Minimum Gauge: Kurt Cobain's actual Blockbuster video rental card can finally be yours

Weird collection of Nirvana frontman's personal possessions goes up for auction; Iron Maiden has teamed up with 'Angry Birds' for some reason; sexual assault/harassment allegations aren't even remotely limited to Hollywood fat cats.

Oct 17, 2017 at 10:12 am

click to enlarge Nirvana in the late ’80s - Photo: Krist Novoselic Collection
Photo: Krist Novoselic Collection
Nirvana in the late ’80s
HOT: About a Card

While Kurt Cobain notoriously developed a disdain for fame, he did have a good sense of absurdist humor. So it’s difficult to know if he’d be disgusted by the exploitation or delighted by the ridiculousness of several items tied to his legacy (in various, sometimes routine ways) that recently went on the auction block.

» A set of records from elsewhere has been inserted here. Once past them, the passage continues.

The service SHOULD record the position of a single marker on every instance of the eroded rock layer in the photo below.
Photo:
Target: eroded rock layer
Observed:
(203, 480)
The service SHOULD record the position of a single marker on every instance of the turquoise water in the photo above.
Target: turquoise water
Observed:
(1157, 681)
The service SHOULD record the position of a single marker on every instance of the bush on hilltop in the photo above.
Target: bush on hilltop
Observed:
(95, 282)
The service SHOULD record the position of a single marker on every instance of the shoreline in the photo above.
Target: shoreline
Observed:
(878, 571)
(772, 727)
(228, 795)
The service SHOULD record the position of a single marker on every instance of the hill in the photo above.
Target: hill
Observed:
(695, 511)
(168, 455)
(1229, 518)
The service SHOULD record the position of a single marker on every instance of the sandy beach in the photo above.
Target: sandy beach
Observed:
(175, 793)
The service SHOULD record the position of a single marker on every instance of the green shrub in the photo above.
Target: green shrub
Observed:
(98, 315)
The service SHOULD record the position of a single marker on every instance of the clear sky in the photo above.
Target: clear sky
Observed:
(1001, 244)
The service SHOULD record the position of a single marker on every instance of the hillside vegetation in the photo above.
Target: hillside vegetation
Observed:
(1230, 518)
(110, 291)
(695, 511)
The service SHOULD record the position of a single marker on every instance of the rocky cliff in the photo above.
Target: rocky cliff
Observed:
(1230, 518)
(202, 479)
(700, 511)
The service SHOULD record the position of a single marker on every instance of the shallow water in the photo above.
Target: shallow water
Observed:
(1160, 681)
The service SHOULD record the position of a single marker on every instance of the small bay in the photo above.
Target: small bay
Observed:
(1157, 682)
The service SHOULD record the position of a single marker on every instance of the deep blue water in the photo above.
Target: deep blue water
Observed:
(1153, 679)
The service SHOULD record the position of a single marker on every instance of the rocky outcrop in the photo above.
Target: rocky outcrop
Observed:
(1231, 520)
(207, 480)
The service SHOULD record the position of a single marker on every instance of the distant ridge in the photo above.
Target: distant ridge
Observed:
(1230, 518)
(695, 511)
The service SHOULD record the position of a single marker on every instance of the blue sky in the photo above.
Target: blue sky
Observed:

In service of an “unnamed family member,” Julien’s Auctions has offered fans a chance to own several of Cobain’s personal possessions, including Nirvana’s Video Music Award trophy for “Smells Like Teen Spirit” (the bid for which has reached $25,000), a Xeroxed flier from Mudhoney’s first show in 1988 (with Cobain’s scribbles on the back) and Cobain’s crusty, beat-up Blockbuster video rental card, which has scored a $1,500 high bid (so far).

WARM: Angry or Mad?

Here’s a brain-teaser so incredibly mystifying it could lead to institutionalization — in a partnership between iconic Heavy Metal cult heroes Iron Maiden and one-time popular video game Angry Birds, who exactly benefits? Last year’s Angry Birds movie seemed to suffer from being released more than a year (or, in current pop-cultural time, a century and a half) after the mobile-game sensation’s popularity peaked, so perhaps making Maiden’s “Eddie” monster mascot a character (“Eddie the Bird”) in the game’s Halloween update is just desperate flailing by the game’s maker, Rovio.

COLD: Music Biz Sucks Too

Harvey Weinstein’s sexual assault scandal verified what many have long assumed about Hollywood power-wielders. But there has been a rash of subsequent sexual-assault allegations that shows such behavior is much, much more widespread. In the Indie music world over the past week, relatively obscure musicians like Alex Calder and The Gaslamp Killer lost bookings and more due to accusations, while it was revealed that Matt Mondanile of the band Real Estate left the group last year partly due to sexual-assault allegations (his current project, Ducktails, had shows cancelled in light of the news).